Aliás, prossegue, o tratamento de primeira linha está disponível no Sistema Nacional de Saúde e a observação directa é prática recomendada. Contudo, o acompanhamento, face à necessidade de viagens inter-ilhas, rotinas de vigilância e recursos humanos, pode dificultar o seguimento completo em zonas remotas.
“Há capacidade básica (laboratórios, unidades de saúde), mas a capacidade molecular moderna e o acesso equitativo entre ilhas podem ser limitados. O país tem trabalhado na descentralização e no reforço da vigilância, com apoio técnico da OMS e de parceiros”.
Outras doenças respiratórias relevantes
A asma e a bronquite crónica estão presentes e fazem parte do que os especialistas chamam de “duplo fardo” das doenças transmissíveis e não transmissíveis.
“A carga relativa das doenças respiratórias crónicas tende a aumentar com o envelhecimento e a exposição ao tabaco e à poluição”, explica.

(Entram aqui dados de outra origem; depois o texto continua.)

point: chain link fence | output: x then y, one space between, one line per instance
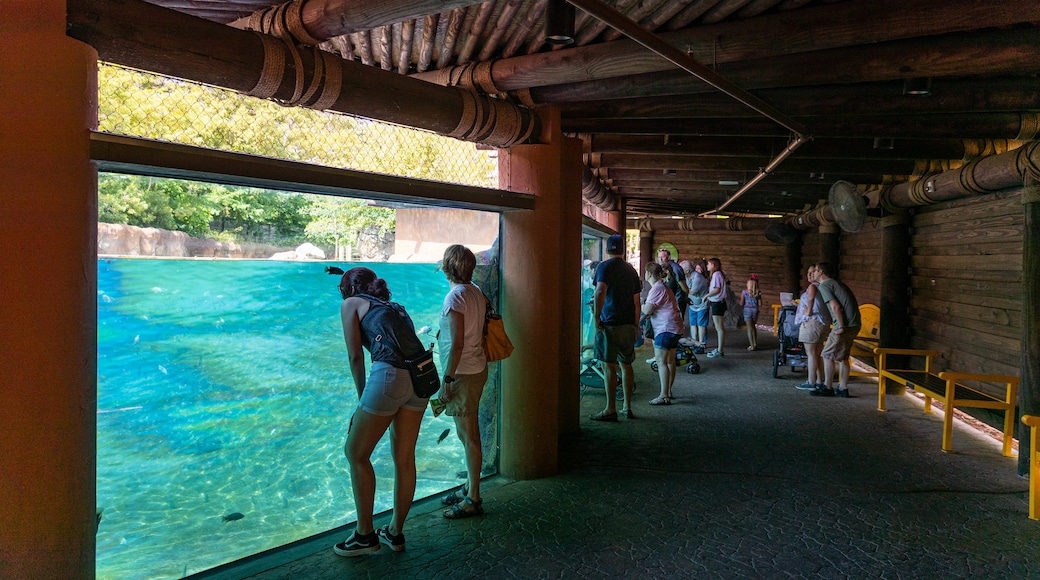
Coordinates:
139 104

Poeiras, poluição do ar (partículas finas), humidade e condições de habitação influenciam a incidência e a gravidade das doenças respiratórias.

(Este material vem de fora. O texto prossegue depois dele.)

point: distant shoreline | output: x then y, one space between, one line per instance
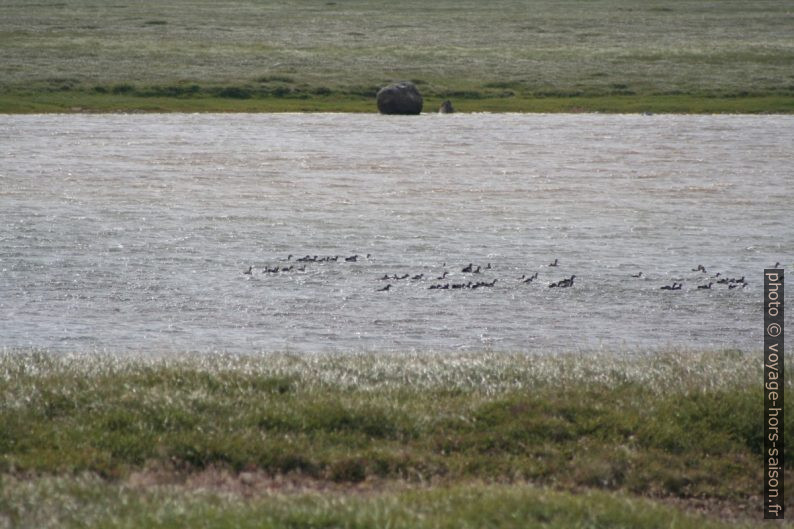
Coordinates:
85 102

“Cabo Verde, por ser um arquipélago com ilhas áridas e poeirentas e com variações sazonais, pode ver flutuações de sintomas respiratórios associadas a factores ambientais”, afirma.
As chuvas e cheias de 11 de Agosto, que assolaram São Vicente, trouxeram riscos adicionais, além das vítimas, desalojados e destruição de infra-estruturas.
“Estes eventos podem aumentar o risco de doenças respiratórias a curto e médio prazo devido a: desalojamento, habitações danificadas (humidade, bolor), interrupção de serviços de saúde e aumento da exposição a agentes infecciosos em abrigos temporários”, explica.
José Luís Spencer diz que, para dar resposta ao peso das doenças respiratórias, a formação contínua dos profissionais de saúde é considerada fundamental.
“A OMS, o Ministério da Saúde e outros parceiros têm investido em capacitação, mas manter a formação actualizada em todas as ilhas e em todos os níveis de cuidados é um desafio logístico e financeiro significativo”, reconhece.
A cooperação internacional tem sido determinante. Programas apoiados pela OMS, pelo Global Fund e por organizações não-governamentais asseguram financiamento, fornecimento de medicamentos, vacinas e capacitação técnica. “A continuidade destas parcerias é vital para que o país consiga reduzir a incidência e o impacto das doenças respiratórias”, conclui.
O pneumologista defende uma estratégia integrada e de longo prazo. “É essencial reforçar a vigilância epidemiológica, aumentar a cobertura vacinal, garantir o acesso equitativo ao diagnóstico e fortalecer os programas comunitários de acompanhamento dos doentes. Só assim poderemos reduzir o peso destas doenças”, salienta.
Para José Luís Spencer, combater as doenças respiratórias em Cabo Verde não significa apenas tratar os doentes, mas também actuar sobre os determinantes sociais e ambientais.
“Trata-se de um problema complexo, que exige respostas multidimensionais, tanto a nível nacional como internacional”, finaliza.
Texto originalmente publicado na edição impressa do Expresso das Ilhas nº 1244 de 01 de Outubro de 2025.